Imaging characteristics were not sufficiently distinct to preoperatively diagnose CPP in our case, similar to other reports41117). CPP typically appears on CT as a well-defined, homogeneous enhancing mass with lobulations and a frond-like irregular pattern, resulting in a cauliflower-like appearance10).
Other reported cases491117) appeared nearly identical; however, our case had completely different neuroimaging characteristics, including parasellar cystic extension and a hyperintense contrast-enhanced nodule. Overall, distinguishing a CPP from a pituitary adenoma or other pathologies is difficult based only on neuroimaging.

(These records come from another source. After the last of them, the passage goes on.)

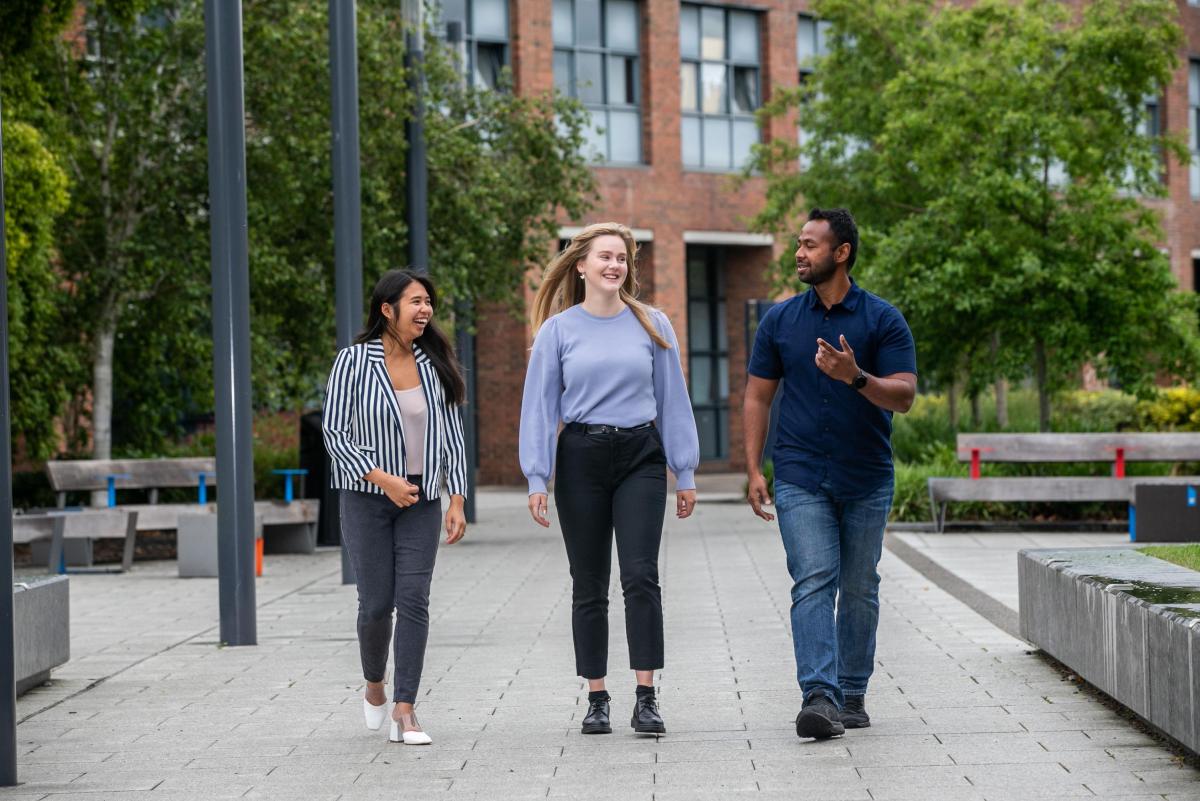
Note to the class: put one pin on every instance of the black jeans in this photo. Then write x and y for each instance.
(606, 482)
(393, 550)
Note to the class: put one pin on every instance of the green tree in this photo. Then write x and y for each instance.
(994, 156)
(40, 313)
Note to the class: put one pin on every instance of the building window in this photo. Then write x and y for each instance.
(708, 350)
(1194, 127)
(595, 60)
(720, 88)
(811, 37)
(485, 26)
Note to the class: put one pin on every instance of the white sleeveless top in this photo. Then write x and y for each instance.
(414, 416)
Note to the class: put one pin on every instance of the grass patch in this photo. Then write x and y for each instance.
(1186, 555)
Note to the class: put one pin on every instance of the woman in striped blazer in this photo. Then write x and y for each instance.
(394, 432)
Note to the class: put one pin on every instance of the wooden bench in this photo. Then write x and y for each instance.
(289, 527)
(57, 530)
(1044, 449)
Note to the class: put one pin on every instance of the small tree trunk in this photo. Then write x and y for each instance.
(1041, 375)
(952, 401)
(102, 395)
(1002, 403)
(1001, 389)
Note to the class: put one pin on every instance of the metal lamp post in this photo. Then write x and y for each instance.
(7, 642)
(343, 65)
(231, 321)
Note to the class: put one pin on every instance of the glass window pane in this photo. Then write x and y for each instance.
(587, 23)
(454, 11)
(621, 80)
(697, 278)
(745, 90)
(823, 36)
(490, 18)
(588, 77)
(690, 138)
(805, 42)
(717, 144)
(624, 137)
(707, 428)
(689, 32)
(594, 139)
(699, 335)
(744, 36)
(621, 25)
(712, 91)
(701, 380)
(712, 29)
(745, 136)
(489, 62)
(688, 97)
(563, 71)
(564, 22)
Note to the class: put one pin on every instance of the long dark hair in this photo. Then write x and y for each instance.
(433, 342)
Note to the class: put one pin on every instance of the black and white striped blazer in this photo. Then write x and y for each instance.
(363, 427)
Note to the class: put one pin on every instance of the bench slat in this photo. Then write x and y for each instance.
(1045, 488)
(1152, 446)
(87, 475)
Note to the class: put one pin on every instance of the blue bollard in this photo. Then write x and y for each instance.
(287, 482)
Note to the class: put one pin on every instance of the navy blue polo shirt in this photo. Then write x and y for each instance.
(827, 429)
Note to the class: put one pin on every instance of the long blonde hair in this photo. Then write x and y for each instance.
(561, 289)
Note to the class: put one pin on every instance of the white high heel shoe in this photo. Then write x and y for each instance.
(411, 738)
(373, 715)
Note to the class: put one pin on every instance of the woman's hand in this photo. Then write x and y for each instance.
(538, 510)
(456, 519)
(685, 503)
(396, 488)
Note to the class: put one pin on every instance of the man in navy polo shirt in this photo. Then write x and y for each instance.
(847, 361)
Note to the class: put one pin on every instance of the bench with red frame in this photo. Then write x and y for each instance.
(1116, 449)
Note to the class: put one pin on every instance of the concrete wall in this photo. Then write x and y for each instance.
(1083, 608)
(42, 627)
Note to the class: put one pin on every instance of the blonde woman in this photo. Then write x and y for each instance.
(607, 366)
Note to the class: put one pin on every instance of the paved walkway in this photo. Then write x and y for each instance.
(151, 709)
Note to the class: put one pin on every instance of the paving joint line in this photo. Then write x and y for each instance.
(978, 601)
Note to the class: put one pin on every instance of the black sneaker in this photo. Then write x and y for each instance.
(853, 714)
(646, 716)
(819, 718)
(597, 720)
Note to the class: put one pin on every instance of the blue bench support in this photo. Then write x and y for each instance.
(288, 495)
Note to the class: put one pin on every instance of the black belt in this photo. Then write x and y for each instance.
(600, 428)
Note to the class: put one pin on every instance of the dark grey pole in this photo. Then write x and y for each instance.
(465, 339)
(466, 348)
(7, 639)
(418, 174)
(343, 65)
(231, 321)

Complete microsurgical excision of the tumor is the recommended therapy and was achieved in our case using a left-sided pterional approach5). In other cases the most common neurosurgical procedure is an endonasal transsphenoidal approach411)17). The only report of excision via a pterional approach similar to ours is from Kimura et al.9). We chose the pterional approach for two reasons : first, the tumor had marked supra- and parasellar extensions and second, it seemed the only safe means of avoiding the suprasellar internal carotid artery. Except for undifferentiated forms of the tumor, CPP does not metastasize through the cerebrospinal fluid2), so postoperative radiotherapy was not considered in our case, similar to previous reports11).